Why LinkedIn's Language Proficiency Classification Is Wrong (And How To Fix It)
Moving Beyond 'Native or Bilingual'

Nine out of ten US employers report relying on employees with language skills other than English. 56% say this demand will increase in the future, and 25% report losing business due to a lack of foreign language skills. It's not surprising that LinkedIn dedicates a profile section to reporting languages spoken and proficiency levels. However, as a linguist specializing in second language acquisition, I find their classification system deeply problematic.
The Problem with "Native or Bilingual"
Asturian is one of my mother tongues, alongside Spanish. You probably haven't heard of this language, and for good reason. Asturian is a Romance language—just like Spanish, Italian, or Romanian—spoken in Asturias, a region in Northwestern Spain. Unlike Catalan or Galician, it isn't recognized as an official language. This means that even though my mother spoke both Asturian and Spanish to me, I never studied it in school and never learned to write it properly.

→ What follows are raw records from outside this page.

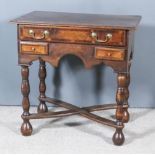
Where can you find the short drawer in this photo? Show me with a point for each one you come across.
(109, 54)
(34, 33)
(34, 48)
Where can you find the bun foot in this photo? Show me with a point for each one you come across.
(118, 137)
(42, 108)
(26, 128)
(126, 116)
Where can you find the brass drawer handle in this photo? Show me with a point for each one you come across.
(44, 34)
(107, 37)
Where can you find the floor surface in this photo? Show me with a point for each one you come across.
(76, 134)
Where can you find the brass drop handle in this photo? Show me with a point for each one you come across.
(44, 34)
(33, 49)
(107, 37)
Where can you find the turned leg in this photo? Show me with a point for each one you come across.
(118, 137)
(26, 128)
(126, 115)
(42, 87)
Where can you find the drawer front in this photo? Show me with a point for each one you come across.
(109, 54)
(34, 48)
(34, 33)
(111, 37)
(105, 37)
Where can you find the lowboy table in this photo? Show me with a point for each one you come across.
(95, 39)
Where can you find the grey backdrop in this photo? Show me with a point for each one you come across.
(71, 82)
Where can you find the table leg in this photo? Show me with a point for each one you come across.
(126, 115)
(42, 87)
(26, 128)
(118, 137)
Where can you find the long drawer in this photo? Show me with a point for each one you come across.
(103, 36)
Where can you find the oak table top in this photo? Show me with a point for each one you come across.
(95, 39)
(79, 19)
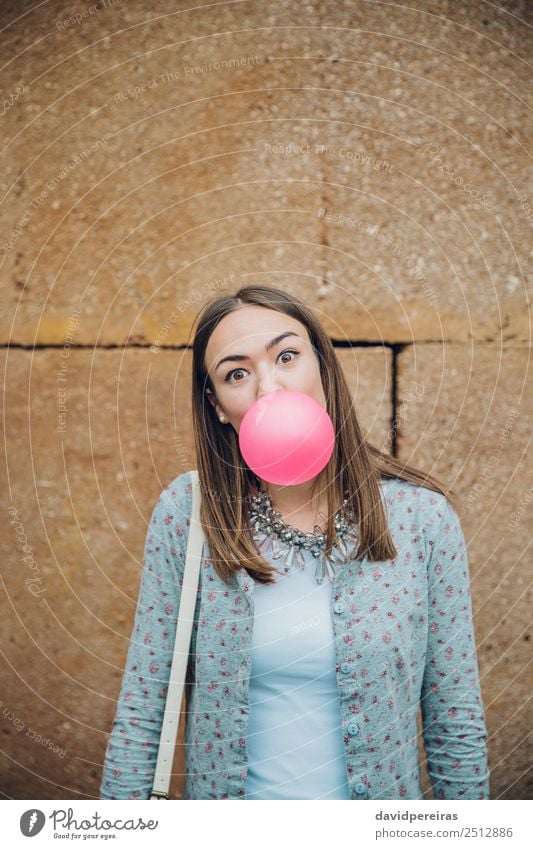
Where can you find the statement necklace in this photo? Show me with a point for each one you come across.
(274, 536)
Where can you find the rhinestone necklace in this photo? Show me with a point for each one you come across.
(272, 535)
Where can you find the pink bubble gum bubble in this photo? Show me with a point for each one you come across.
(286, 438)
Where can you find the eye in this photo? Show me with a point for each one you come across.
(233, 371)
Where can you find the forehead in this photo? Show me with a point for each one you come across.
(246, 331)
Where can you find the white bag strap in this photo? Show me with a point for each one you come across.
(169, 728)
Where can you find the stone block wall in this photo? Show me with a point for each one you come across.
(371, 159)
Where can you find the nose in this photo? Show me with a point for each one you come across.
(268, 383)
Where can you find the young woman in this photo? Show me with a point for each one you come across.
(328, 613)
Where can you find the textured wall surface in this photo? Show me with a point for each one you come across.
(372, 159)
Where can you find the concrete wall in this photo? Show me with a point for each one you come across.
(370, 158)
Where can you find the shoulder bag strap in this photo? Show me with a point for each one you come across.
(169, 728)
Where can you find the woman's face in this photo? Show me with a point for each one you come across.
(251, 371)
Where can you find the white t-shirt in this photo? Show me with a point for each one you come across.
(295, 740)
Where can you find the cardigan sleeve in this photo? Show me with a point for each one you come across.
(132, 747)
(453, 718)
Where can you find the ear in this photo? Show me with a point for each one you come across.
(211, 398)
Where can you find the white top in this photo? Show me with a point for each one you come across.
(295, 741)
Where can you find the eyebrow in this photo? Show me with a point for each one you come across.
(241, 357)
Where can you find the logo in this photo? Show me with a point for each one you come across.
(31, 822)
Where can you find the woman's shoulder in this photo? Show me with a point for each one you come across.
(426, 505)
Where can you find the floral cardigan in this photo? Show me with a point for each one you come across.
(404, 639)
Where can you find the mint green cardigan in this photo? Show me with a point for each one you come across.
(404, 639)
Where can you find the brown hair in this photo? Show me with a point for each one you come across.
(228, 484)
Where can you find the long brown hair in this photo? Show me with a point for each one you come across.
(228, 484)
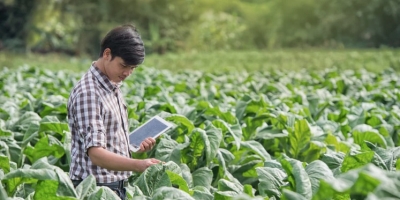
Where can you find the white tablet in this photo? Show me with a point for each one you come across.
(154, 127)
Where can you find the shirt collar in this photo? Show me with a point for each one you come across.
(103, 79)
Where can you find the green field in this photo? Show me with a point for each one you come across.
(220, 62)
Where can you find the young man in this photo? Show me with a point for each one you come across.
(97, 115)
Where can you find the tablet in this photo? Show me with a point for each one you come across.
(154, 127)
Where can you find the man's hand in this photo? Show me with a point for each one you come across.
(147, 145)
(147, 163)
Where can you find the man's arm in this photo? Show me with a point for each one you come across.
(111, 161)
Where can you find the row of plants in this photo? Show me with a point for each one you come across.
(329, 134)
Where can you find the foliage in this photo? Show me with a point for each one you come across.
(329, 134)
(76, 27)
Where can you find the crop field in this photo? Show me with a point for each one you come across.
(265, 134)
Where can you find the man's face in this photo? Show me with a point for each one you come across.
(116, 69)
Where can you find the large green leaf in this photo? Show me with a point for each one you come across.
(271, 181)
(170, 193)
(299, 137)
(298, 177)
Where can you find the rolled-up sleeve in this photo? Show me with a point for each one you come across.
(89, 120)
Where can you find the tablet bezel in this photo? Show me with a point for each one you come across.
(158, 118)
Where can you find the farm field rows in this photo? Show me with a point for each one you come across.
(328, 134)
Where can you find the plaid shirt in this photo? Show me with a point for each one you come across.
(97, 116)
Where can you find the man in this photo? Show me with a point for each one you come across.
(97, 115)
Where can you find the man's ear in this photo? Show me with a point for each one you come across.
(107, 54)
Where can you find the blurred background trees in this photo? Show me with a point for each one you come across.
(76, 27)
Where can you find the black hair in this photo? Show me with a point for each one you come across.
(125, 42)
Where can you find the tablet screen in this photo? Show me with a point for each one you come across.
(152, 128)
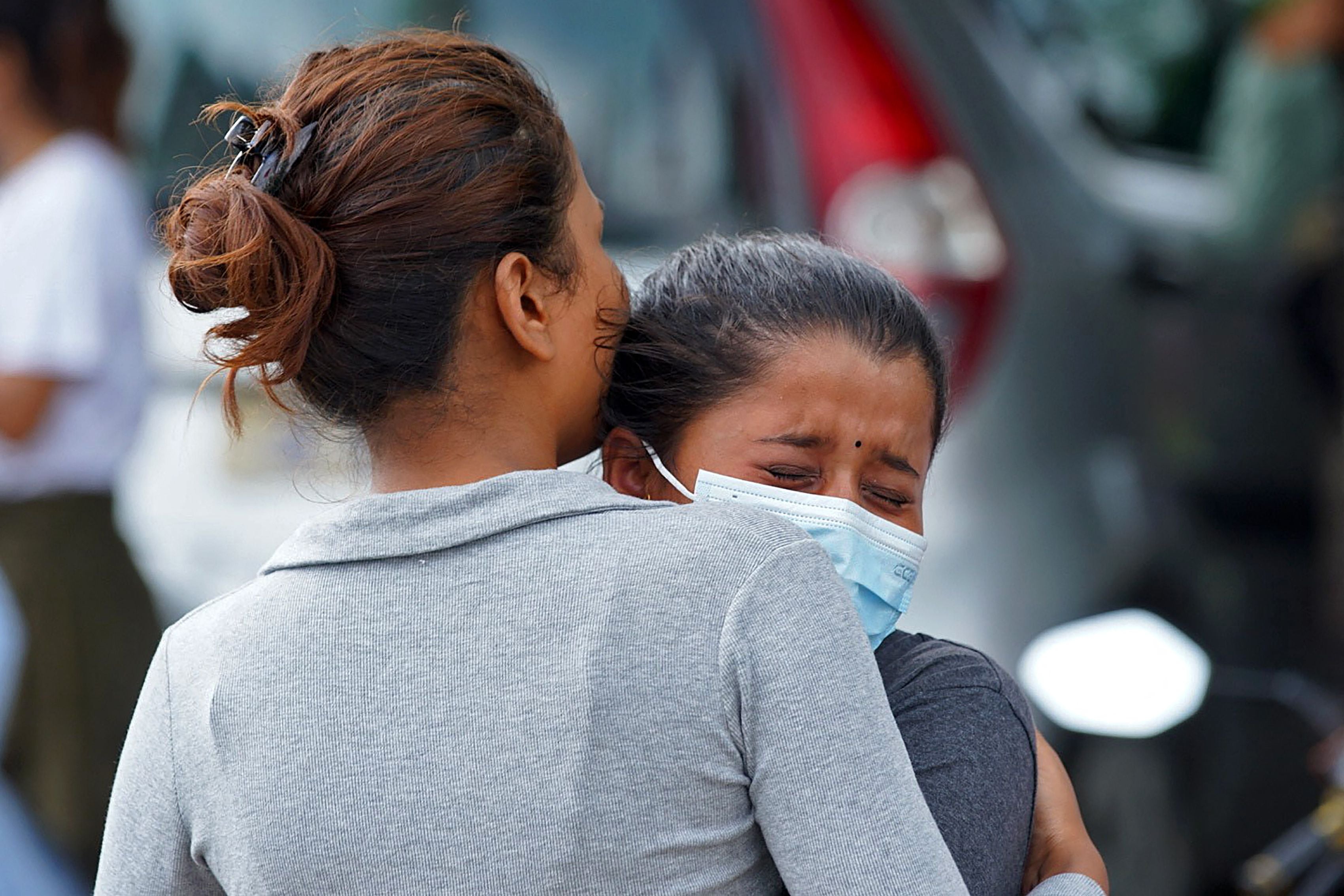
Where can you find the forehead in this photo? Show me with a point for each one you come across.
(827, 387)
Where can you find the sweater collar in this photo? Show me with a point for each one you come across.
(404, 524)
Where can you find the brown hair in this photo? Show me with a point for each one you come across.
(434, 155)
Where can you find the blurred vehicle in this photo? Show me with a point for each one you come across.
(1129, 673)
(1132, 425)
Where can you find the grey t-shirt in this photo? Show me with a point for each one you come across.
(529, 684)
(971, 738)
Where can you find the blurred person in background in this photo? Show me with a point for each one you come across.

What option should I select on LinkedIn? It's technically one of my native languages, but I wouldn't be able to work using it. I'm writing this blog post in English, a language I mastered as an adult, and I couldn't produce equivalent content in Asturian. This same dilemma faces millions of Spanish speakers in the US. They've never received formal education in Spanish and struggle to use the language in professional settings—not from a lack of capacity, but from a lack of training and practice.
A Better Approach: Functional Proficiency
A more useful approach would be to classify languages by functional proficiency—describing what you can actually do in a language. Various frameworks have been created for this purpose. Perhaps you've heard people mention having a "B1 level in French." That's the CEFR (Common European Framework of Reference for Languages), created by the European Union to standardize language proficiency descriptions.
The most common framework in the US is the ACTFL (American Council on the Teaching of Foreign Languages) Proficiency Guidelines. I recently became certified as an official Oral Proficiency Interview rater for Spanish using this framework. I prefer it because it's more intuitive and describes what you can do with a language, rather than when you learned it.
The guidelines are visualized as an inverted pyramid (showing that at the base you can do very little, while at the top you can do much more). Broadly speaking:
Beginner learners can only name a few things and repeat memorized expressions
Intermediate learners can describe basic aspects of their daily lives and complete routine transactions like ordering food
Advanced learners can discuss societal issues and narrate in past, present, and future tenses
Superior learners can hypothesize, support opinions with arguments, and discuss highly abstract topics
With this system, if you're hiring someone with an Advanced score from ACTFL, you know exactly what they're qualified to do. Need someone to explain complex ideas? Look for Superior level. Need someone to greet clients? Intermediate level would suffice.
When "Native" Doesn't Tell the Whole Story
I learned English as an adult and Asturian as a child, yet I can do many more things in English. If you were hearing me instead of reading this, you'd notice my accent—but so what? I can write a dissertation about morphophonological prediction in English, something I couldn't do in Asturian. The accent merely reveals when I learned the language, not what I can actually do with it.
How LinkedIn Could Improve
LinkedIn's current system prioritizes when you learned a language over your functional ability to use it professionally—a distinction that matters tremendously in today's global workplace. By adopting a functional proficiency framework like ACTFL, LinkedIn could offer employers meaningful insights into candidates' actual language capabilities.
Imagine a LinkedIn profile that shows not just that someone speaks Spanish, but specifies they can "conduct business negotiations" or "create technical documentation" in that language. This would give both employers and professionals a clearer picture of language skills that matter in specific contexts. It would also validate the skills of heritage speakers who may not identify as "native" but have developed professional-level abilities in certain domains.
In an increasingly global economy where language skills translate directly to business opportunities, we need classification systems that reflect what professionals can actually do with language—not just when or how they learned it.